# Pics Of My First Grow



## CaseyJones (Apr 17, 2007)

Just wanted to share my pics of my very first grow. They have been in 12/12 for about 30 days now. I started these ladies from seeds from a bag of good smoke I picked up from a friend. Any feed back you all have would be great. Thanks and enjoy!


----------



## BSki8950 (Apr 17, 2007)

what type of lights are u using for flowering ???? they look like fluro's but im not sure


----------



## CaseyJones (Apr 17, 2007)

Yes they are flouros. I have four 4' shop light for a total of 8 tubes. I am only pushing a little over 17,000 lumens in a 2' W X 6'L X 6'T closet. Yes I know I am under powered in light but at this time I can not afford an HID light system plus what I would need for ventilation, the room is just to small and will heat up like an oven with a HID light.


----------



## BSki8950 (Apr 17, 2007)

honeslty i think its working out well. i myself am using fluros but im using compacts. it gives me hope on flowering my AK-47 i have going. so those lights deff put out some good light on the red spectrum huh ?


----------



## CaseyJones (Apr 17, 2007)

BSki this site is very helpful and informative I did so much reading and research I started getting confused. Like I said I am under power in light and need another (12) 4' tubes just to be at the minium lumens for my space. But for now I am happy with what I have. Keep in touch for the updates and I will let you know how its going. Peace


----------



## BSki8950 (Apr 17, 2007)

u are right casey .. this site is great ... yea i will keep and touch .. im very interested in ur grow


----------



## CaseyJones (Apr 18, 2007)

well if you need any information I will help you out the best I can.
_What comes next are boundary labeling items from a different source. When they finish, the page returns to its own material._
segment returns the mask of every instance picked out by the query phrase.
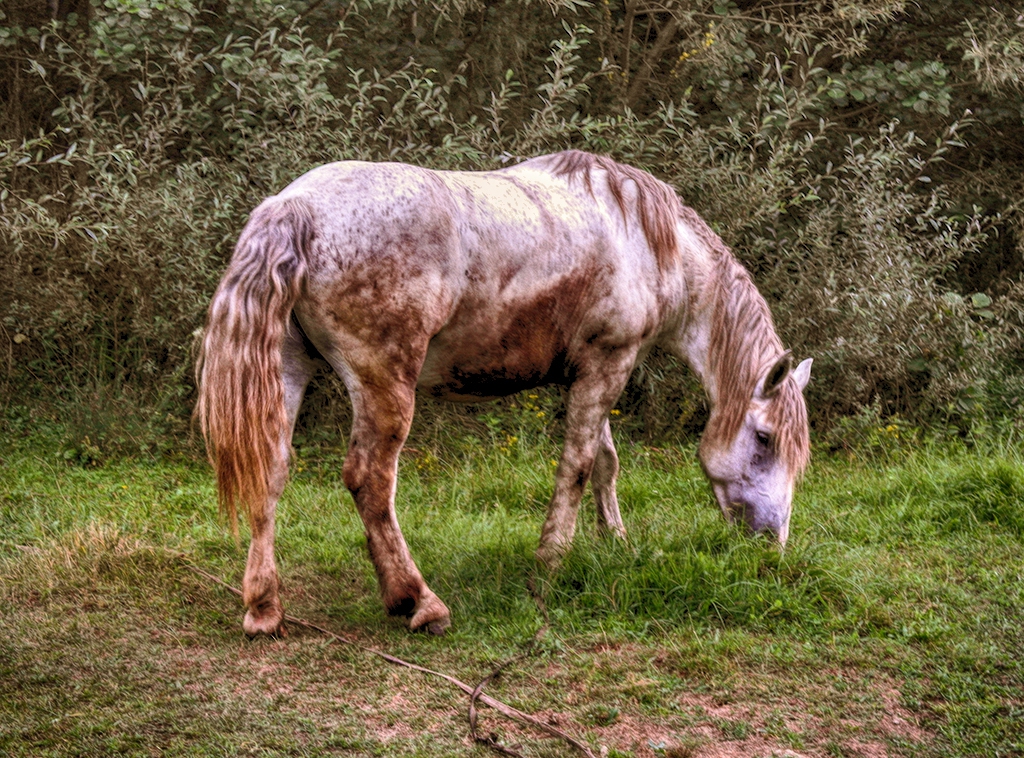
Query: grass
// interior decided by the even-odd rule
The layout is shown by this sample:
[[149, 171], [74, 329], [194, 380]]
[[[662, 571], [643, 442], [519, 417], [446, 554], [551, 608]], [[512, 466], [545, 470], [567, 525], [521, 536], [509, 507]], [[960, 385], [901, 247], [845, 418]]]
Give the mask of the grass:
[[[522, 437], [522, 438], [520, 438]], [[779, 552], [722, 522], [694, 451], [621, 445], [630, 541], [585, 502], [554, 576], [532, 550], [555, 443], [447, 439], [402, 458], [399, 520], [453, 612], [383, 616], [340, 457], [300, 448], [279, 511], [290, 613], [475, 683], [609, 756], [1024, 755], [1024, 460], [963, 446], [819, 455]], [[69, 465], [0, 448], [0, 753], [484, 755], [466, 699], [293, 627], [247, 640], [244, 545], [202, 462]], [[567, 748], [484, 709], [523, 755]]]

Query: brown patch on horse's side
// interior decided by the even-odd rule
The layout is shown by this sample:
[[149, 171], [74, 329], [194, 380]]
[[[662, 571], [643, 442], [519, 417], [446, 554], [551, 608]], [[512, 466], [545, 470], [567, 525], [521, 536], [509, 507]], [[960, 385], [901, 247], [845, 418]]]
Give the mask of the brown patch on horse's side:
[[562, 176], [582, 177], [587, 191], [593, 194], [593, 171], [605, 171], [608, 191], [615, 199], [623, 214], [623, 222], [628, 223], [629, 211], [626, 198], [627, 182], [636, 186], [636, 212], [640, 217], [644, 237], [657, 260], [659, 270], [667, 270], [679, 256], [676, 239], [676, 221], [683, 209], [675, 190], [664, 181], [655, 179], [646, 171], [616, 163], [607, 156], [595, 156], [578, 150], [559, 153], [555, 158], [555, 173]]
[[[464, 300], [434, 337], [444, 365], [433, 367], [439, 377], [427, 391], [436, 397], [495, 397], [564, 384], [571, 375], [569, 348], [578, 314], [586, 311], [600, 281], [600, 270], [575, 269], [550, 290], [509, 302], [487, 320], [479, 314], [493, 304]], [[452, 344], [447, 330], [459, 336]]]

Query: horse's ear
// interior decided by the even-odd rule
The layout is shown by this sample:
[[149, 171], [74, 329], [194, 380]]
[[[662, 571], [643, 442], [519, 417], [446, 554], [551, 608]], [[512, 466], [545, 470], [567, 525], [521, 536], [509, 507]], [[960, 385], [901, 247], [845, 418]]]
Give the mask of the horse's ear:
[[771, 397], [778, 391], [778, 388], [782, 386], [782, 382], [790, 375], [790, 371], [793, 370], [793, 353], [790, 350], [783, 352], [775, 365], [771, 367], [771, 371], [765, 377], [765, 383], [761, 388], [761, 394], [765, 397]]
[[801, 362], [800, 366], [793, 370], [793, 378], [797, 382], [797, 386], [800, 387], [800, 391], [804, 391], [804, 387], [807, 386], [807, 382], [811, 380], [811, 362], [814, 359], [805, 359]]

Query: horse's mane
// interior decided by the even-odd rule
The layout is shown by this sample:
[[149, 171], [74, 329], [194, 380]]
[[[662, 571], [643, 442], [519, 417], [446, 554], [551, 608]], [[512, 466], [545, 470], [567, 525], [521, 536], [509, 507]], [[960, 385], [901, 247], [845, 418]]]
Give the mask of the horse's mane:
[[644, 237], [654, 253], [658, 269], [666, 270], [670, 267], [679, 255], [676, 222], [683, 208], [675, 190], [646, 171], [616, 163], [607, 156], [570, 150], [559, 153], [553, 158], [556, 175], [582, 177], [591, 194], [594, 192], [594, 168], [604, 169], [608, 177], [608, 190], [615, 199], [624, 220], [628, 218], [630, 210], [627, 207], [626, 182], [632, 181], [636, 184], [636, 210]]
[[[768, 304], [751, 275], [711, 227], [690, 208], [683, 220], [712, 251], [715, 262], [709, 287], [713, 302], [708, 363], [715, 377], [717, 413], [705, 434], [730, 444], [739, 432], [757, 383], [783, 352]], [[793, 377], [786, 377], [768, 404], [775, 453], [800, 475], [810, 458], [807, 406]]]

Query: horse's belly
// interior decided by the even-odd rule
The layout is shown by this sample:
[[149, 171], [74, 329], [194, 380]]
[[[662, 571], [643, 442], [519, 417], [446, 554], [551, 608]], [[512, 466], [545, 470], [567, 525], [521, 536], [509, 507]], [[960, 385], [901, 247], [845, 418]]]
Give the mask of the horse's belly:
[[433, 397], [473, 403], [564, 379], [563, 356], [541, 340], [431, 341], [417, 388]]

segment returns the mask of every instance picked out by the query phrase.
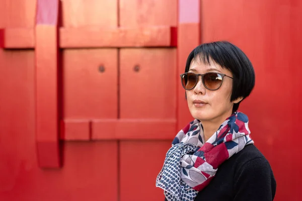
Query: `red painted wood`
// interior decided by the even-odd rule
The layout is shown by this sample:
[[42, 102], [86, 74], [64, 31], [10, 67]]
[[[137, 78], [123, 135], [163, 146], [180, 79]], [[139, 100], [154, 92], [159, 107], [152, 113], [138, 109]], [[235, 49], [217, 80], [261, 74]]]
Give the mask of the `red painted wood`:
[[[25, 54], [22, 54], [19, 57], [23, 59]], [[19, 108], [26, 109], [25, 107]], [[22, 115], [16, 119], [26, 122], [25, 117]], [[15, 125], [25, 129], [27, 135], [19, 129], [13, 129], [16, 132], [14, 137], [18, 138], [8, 135], [6, 141], [11, 139], [14, 143], [1, 147], [2, 150], [5, 149], [0, 155], [0, 175], [3, 179], [0, 184], [1, 200], [118, 200], [116, 142], [64, 142], [63, 167], [41, 170], [35, 158], [34, 136], [30, 132], [32, 129], [28, 129], [25, 123]]]
[[94, 120], [92, 139], [171, 140], [175, 136], [176, 126], [175, 119]]
[[[118, 25], [118, 1], [61, 0], [62, 26], [108, 28]], [[85, 37], [87, 39], [87, 37]], [[88, 37], [89, 38], [89, 37]]]
[[[155, 182], [171, 143], [158, 140], [120, 143], [120, 201], [165, 200]], [[138, 169], [134, 170], [135, 167]]]
[[122, 27], [177, 25], [175, 0], [119, 0]]
[[35, 46], [34, 32], [32, 28], [0, 29], [0, 48], [33, 48]]
[[0, 1], [0, 28], [31, 28], [35, 26], [37, 0]]
[[41, 167], [58, 168], [61, 165], [58, 147], [58, 1], [38, 0], [37, 5], [35, 53], [38, 160]]
[[64, 119], [117, 118], [117, 50], [65, 49], [62, 58]]
[[36, 25], [52, 25], [58, 24], [59, 1], [37, 0]]
[[203, 41], [232, 42], [254, 67], [255, 89], [239, 110], [249, 116], [251, 137], [274, 171], [274, 200], [300, 200], [302, 147], [294, 139], [302, 120], [301, 2], [202, 1], [201, 8]]
[[91, 124], [88, 120], [62, 121], [61, 130], [61, 140], [88, 141], [91, 139]]
[[176, 49], [122, 49], [120, 64], [121, 119], [175, 119]]
[[169, 26], [61, 28], [60, 46], [62, 48], [176, 46], [176, 28]]
[[179, 0], [177, 48], [177, 130], [182, 129], [193, 120], [181, 85], [180, 75], [185, 72], [190, 52], [200, 44], [200, 5], [199, 1]]

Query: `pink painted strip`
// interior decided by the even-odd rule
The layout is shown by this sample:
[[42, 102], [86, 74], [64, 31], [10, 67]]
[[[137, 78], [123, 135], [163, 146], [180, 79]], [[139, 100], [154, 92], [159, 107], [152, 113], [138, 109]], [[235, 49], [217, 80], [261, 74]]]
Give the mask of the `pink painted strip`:
[[58, 12], [59, 0], [37, 0], [36, 24], [56, 25]]
[[200, 0], [179, 0], [180, 23], [200, 22]]

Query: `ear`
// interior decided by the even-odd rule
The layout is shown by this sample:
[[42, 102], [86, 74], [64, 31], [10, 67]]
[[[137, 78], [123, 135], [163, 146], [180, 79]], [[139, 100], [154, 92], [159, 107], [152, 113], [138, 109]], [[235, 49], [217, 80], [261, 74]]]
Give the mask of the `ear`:
[[235, 100], [233, 100], [233, 103], [234, 104], [238, 104], [238, 103], [240, 102], [243, 99], [243, 97], [239, 97], [237, 99], [235, 99]]

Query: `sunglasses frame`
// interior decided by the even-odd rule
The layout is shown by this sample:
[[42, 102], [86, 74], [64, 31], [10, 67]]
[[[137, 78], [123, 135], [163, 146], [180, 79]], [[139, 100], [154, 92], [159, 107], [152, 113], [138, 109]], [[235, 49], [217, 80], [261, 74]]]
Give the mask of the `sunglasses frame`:
[[[221, 83], [220, 85], [219, 86], [219, 87], [217, 88], [216, 88], [216, 89], [210, 89], [208, 88], [205, 85], [205, 84], [204, 84], [204, 81], [203, 80], [203, 77], [205, 75], [206, 75], [207, 74], [210, 74], [210, 73], [216, 73], [216, 74], [218, 74], [218, 75], [219, 75], [220, 76], [221, 76], [221, 79], [222, 79], [222, 80], [221, 80]], [[183, 76], [184, 75], [188, 74], [194, 74], [196, 76], [196, 81], [195, 82], [195, 83], [194, 84], [194, 85], [193, 86], [193, 87], [192, 88], [190, 88], [190, 89], [187, 89], [187, 88], [186, 88], [186, 87], [185, 87], [185, 86], [184, 86], [184, 83], [183, 83]], [[234, 79], [234, 78], [233, 78], [232, 77], [230, 77], [229, 76], [228, 76], [228, 75], [226, 75], [225, 74], [219, 73], [218, 72], [206, 72], [206, 73], [205, 73], [204, 74], [196, 74], [196, 73], [194, 73], [192, 72], [185, 72], [184, 73], [182, 73], [182, 74], [180, 74], [180, 78], [181, 79], [181, 85], [182, 85], [183, 87], [185, 89], [186, 89], [186, 90], [192, 90], [192, 89], [193, 89], [196, 86], [196, 84], [198, 82], [198, 81], [199, 80], [199, 76], [201, 76], [201, 82], [202, 82], [202, 84], [203, 84], [203, 86], [204, 86], [204, 87], [206, 88], [207, 88], [207, 89], [211, 90], [211, 91], [215, 91], [216, 90], [218, 90], [221, 86], [221, 85], [222, 85], [222, 82], [223, 82], [223, 78], [224, 77], [230, 77], [230, 78]]]

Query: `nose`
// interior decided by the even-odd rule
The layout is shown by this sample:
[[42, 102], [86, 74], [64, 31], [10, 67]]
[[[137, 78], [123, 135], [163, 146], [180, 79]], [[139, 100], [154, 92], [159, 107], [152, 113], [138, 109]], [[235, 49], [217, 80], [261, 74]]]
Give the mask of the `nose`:
[[201, 79], [201, 77], [198, 77], [198, 81], [196, 83], [196, 86], [194, 87], [193, 90], [194, 92], [196, 94], [201, 93], [204, 94], [205, 93], [205, 87], [203, 85], [203, 83], [202, 83], [202, 80]]

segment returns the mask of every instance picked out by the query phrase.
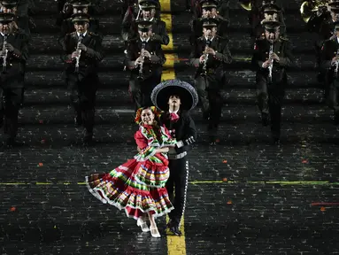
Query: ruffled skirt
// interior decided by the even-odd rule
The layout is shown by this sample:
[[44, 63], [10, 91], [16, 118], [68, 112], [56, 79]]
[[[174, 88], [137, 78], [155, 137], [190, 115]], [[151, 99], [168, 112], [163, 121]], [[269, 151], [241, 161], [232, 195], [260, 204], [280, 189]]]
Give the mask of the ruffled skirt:
[[131, 159], [109, 174], [86, 176], [87, 187], [101, 202], [124, 209], [129, 218], [137, 220], [145, 212], [159, 217], [173, 209], [165, 188], [167, 165]]

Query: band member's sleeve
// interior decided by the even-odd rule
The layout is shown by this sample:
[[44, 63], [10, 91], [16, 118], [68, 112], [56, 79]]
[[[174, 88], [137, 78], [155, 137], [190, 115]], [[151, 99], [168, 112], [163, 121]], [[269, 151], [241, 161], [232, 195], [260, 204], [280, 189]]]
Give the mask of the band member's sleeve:
[[102, 39], [99, 35], [92, 35], [94, 36], [94, 39], [96, 40], [96, 43], [94, 45], [94, 48], [87, 48], [86, 50], [86, 57], [92, 58], [97, 62], [100, 62], [104, 59], [104, 53], [103, 53], [103, 46], [102, 46]]
[[136, 60], [135, 52], [135, 43], [129, 42], [127, 44], [127, 53], [126, 53], [126, 62], [127, 63], [128, 69], [132, 70], [135, 68], [135, 62]]
[[326, 70], [331, 67], [332, 56], [328, 55], [328, 46], [331, 41], [327, 41], [321, 49], [321, 69]]
[[149, 146], [147, 139], [144, 137], [140, 130], [135, 134], [136, 145], [140, 148], [140, 152], [135, 156], [138, 161], [145, 161], [156, 154], [156, 147]]
[[189, 55], [189, 63], [191, 66], [195, 66], [195, 67], [198, 67], [200, 63], [199, 63], [199, 58], [200, 58], [200, 55], [198, 52], [198, 50], [197, 50], [197, 43], [196, 43], [196, 41], [195, 41], [194, 44], [192, 45], [192, 50], [190, 52], [190, 55]]
[[294, 65], [294, 58], [292, 54], [292, 47], [289, 41], [286, 41], [285, 45], [285, 54], [283, 57], [279, 57], [278, 64], [283, 67], [289, 67]]
[[156, 45], [155, 54], [150, 54], [150, 62], [157, 65], [164, 65], [166, 61], [164, 51], [160, 44]]
[[62, 46], [62, 54], [61, 54], [61, 60], [64, 63], [72, 63], [72, 50], [69, 50], [67, 49], [67, 45], [70, 42], [70, 35], [69, 34], [65, 35], [63, 39], [60, 40], [60, 45]]
[[261, 59], [260, 42], [261, 40], [257, 40], [254, 43], [252, 66], [255, 71], [260, 70], [263, 67], [264, 63], [264, 61]]
[[214, 58], [225, 64], [230, 64], [232, 62], [232, 56], [227, 42], [225, 42], [221, 44], [221, 52], [218, 52], [218, 50], [215, 51]]

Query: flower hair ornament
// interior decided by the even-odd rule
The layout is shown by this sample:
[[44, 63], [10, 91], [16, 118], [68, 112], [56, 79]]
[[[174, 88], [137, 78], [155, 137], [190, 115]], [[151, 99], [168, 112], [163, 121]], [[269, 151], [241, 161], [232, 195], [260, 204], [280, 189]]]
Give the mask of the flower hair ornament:
[[138, 111], [136, 111], [136, 113], [135, 113], [135, 121], [136, 124], [140, 124], [142, 122], [142, 112], [145, 109], [150, 109], [150, 111], [153, 112], [153, 114], [158, 118], [159, 118], [161, 116], [161, 114], [163, 113], [163, 112], [158, 110], [156, 106], [141, 107], [138, 109]]

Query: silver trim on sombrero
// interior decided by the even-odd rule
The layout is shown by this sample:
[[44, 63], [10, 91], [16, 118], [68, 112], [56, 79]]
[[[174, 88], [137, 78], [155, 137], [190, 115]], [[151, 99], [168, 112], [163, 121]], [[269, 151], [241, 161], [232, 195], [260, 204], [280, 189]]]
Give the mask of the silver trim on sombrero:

Just send me an email or a PM. Peace!


----------



## BSki8950 (Apr 18, 2007)

hey will do .. thanks


----------



## rollingstoned77 (Apr 18, 2007)

I'm doing an all fluro grow myself . very early vegge stage . its nice to see some bud from fluro . Just wondering did yours stretch during vegge ? YOU SHOULD START A GROW JOURNAL !! Everything looks good man and i hope all goes well for ya . keep on keepin on !! 



PEACE


----------



## bombbudpuffa (Apr 18, 2007)

Those are beautiful!!! Pics look familiar though, did you post them anywhere else on here? Good job either way.


----------



## CaseyJones (Apr 19, 2007)

rollingstoned, thanks for your feed back. I did get a little streching and I did start a journal but its not on line, I figured that since its my fist grow I knew I would make mistakes and didnt want to make the same mistakes on my second grow. They started off on the ruff side, and am suprised the way they are turning out. The key is with the flouros keep them close to the lights, I usually keep the light 1 to 2 inches away from the top of the plants. Bombbud, no I havent posted the pics any place else on this site, thanks for your feed back also, so far I am happy with the turn out I have so far and I got the seeds from some decent bud I picked up from a friend. I started 20 plants, kept six of the best looking ones and out of those six two were Hermies pulled them up and tossed them.


----------